Hoy, 14 de abril, es un día señalado para aquellos que reivindican, en forma de bandera tricolor, un régimen republicano para este inefable país llamado, precisamente, Reino de España. A priori, no es precisamente mi caso, pero maticemos, maticemos. Diremos lo primero, banderitas de colores al margen, que si de lo que se trata meramente es de echar a esa panda de sinvergüenzas que son los borbones, yo soy el primero en firmar lo que sea menester o, incluso, ahora que nadie me lee, realizar eso que me produce un sarpullido, que es introducir un papelito en la urna. Por cierto, siempre he mantenido que el mejor final para esta gentuza de la clase alta sería ponerles a trabajar; bien es cierto que eso requiere cierto talante punitivo, que choca frontalmente con las ideas de uno, pero no llevemos tampoco los principios demasiado lejos. Dicho esto, no es posible negar la importancia histórica de lo que se conoce como República que, al menos en sus orígenes, estaba impregnada de progreso democrático; bien es cierto, y los anarquistas ya lo sostuvieron desde el principio, eso de que los ciudadanos participen en la gestión del Estado no deja de ser una falacia como una catedral. No obstante, sigamos con nuestros queridos ácratas y eso tan necesitado que es la memoria histórica en este bendito país; si nos situamos en el siglo XIX, bien es cierto que la militancia republicana y su condición indudablemente democrática y social despertó con seguridad cierta simpatía entre los libertarios.
Aquella Primera República, desgraciadamente, fue un fracaso hasta varias décadas después en el que surgió la Segunda, que es hoy la que muchos reivindican con fuerza; para entonces, los anarquistas, que solo aceptaban el nuevo sistema como un punto de partida para una mayor democratización y justicia, constituían ya el movimiento político y social más poderoso del país. La cosa acabó como se sabe, con un golpe de Estado, una guerra civil en la fueron derrotados los republicanos, incluidos unos libertarios que acabaron participando en las estructuras republicanas con el fin de acabar con el fascismo, y una cruenta dictadura de cuatro décadas; tras ello, la continuidad económica del régimen, con la máscara democrática, gracias a esa farsa llamada Transición. Un relato mítico construido en el que uno de sus mayores «héroes» sigue siendo ese monarca emérito, que lleva décadas entregado al latrocinio; no resulta extraño que algunos reivindicen la forma republicana y es posible que, al menos, sirva para destruir parte del mito, aunque esperemos que no para asentar otra forma dominación. Si en este indescriptible país, debido a ese triunfo de la reacción, tiene indudables connotaciones progresistas, en otros lares el concepto de república ha servido para encubrir toda suerte de sistemas autoritarios; incluso, en algunos ni siquiera era posible esa ilusión de elegir a los que mandan.
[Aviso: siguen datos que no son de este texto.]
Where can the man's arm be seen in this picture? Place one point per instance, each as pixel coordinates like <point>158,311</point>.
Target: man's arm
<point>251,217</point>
En otras palabras, creo yo, la palabra república en el siglo XXI no significa otra cosa que un sistema de Estado, pero no monárquico (al menos, nominalmente). Antes de que la progresía me eche los perros, diré en cuanto a la monarquía, que no debería ser necesario aclarar que resulta intolerable para cualquier persona con la mínima sensibilidad democrática. Hablamos de la forma más elevada de aristocracia familiar; un intolerable vestigio del pasado que, sin embargo, se muestra en la actualidad en algunas países como una mera clase parasitaria, si bien asumiendo la jefatura de Estado, que tolera una democracia formal. Hoy en día, insistiremos en ello, una u otra forma de Estado, monarquía o república, encubre una forma de dominación utilizando el subterfugio de la democracia representativa. Como ya hemos dicho, por mucho que nos asquee la existencia anacrónica de un rey, máxime con los vínculos familiares con la dictadura franquista, desde una postura transformadora, de verdadera profundización democrática y de búsqueda de la justicia social, no creo que suponga gran cosa transformar el Estado en una república. Insistiré, con esta pertinaz lucidez mía, si se trata solo de desterrar definitivamente a un monarca, y derribar al menos un poquito el mito de la Transición, cuenten conmigo. Si la cuestión es asentar otra forma, incluso puede que más efectiva, de dominación, ya es otra cosa. Valga la violenta metáfora intelectual, no se trata solo de quitar un elemento del trono, sino de destruirlo por completo para que nadie ni nada acabe sentándose. Y es que acabar con toda forma de absolutismo es una labor mucho más ardua que reivindicar un sistema político. ¡Nadie dijo que fuera fácil!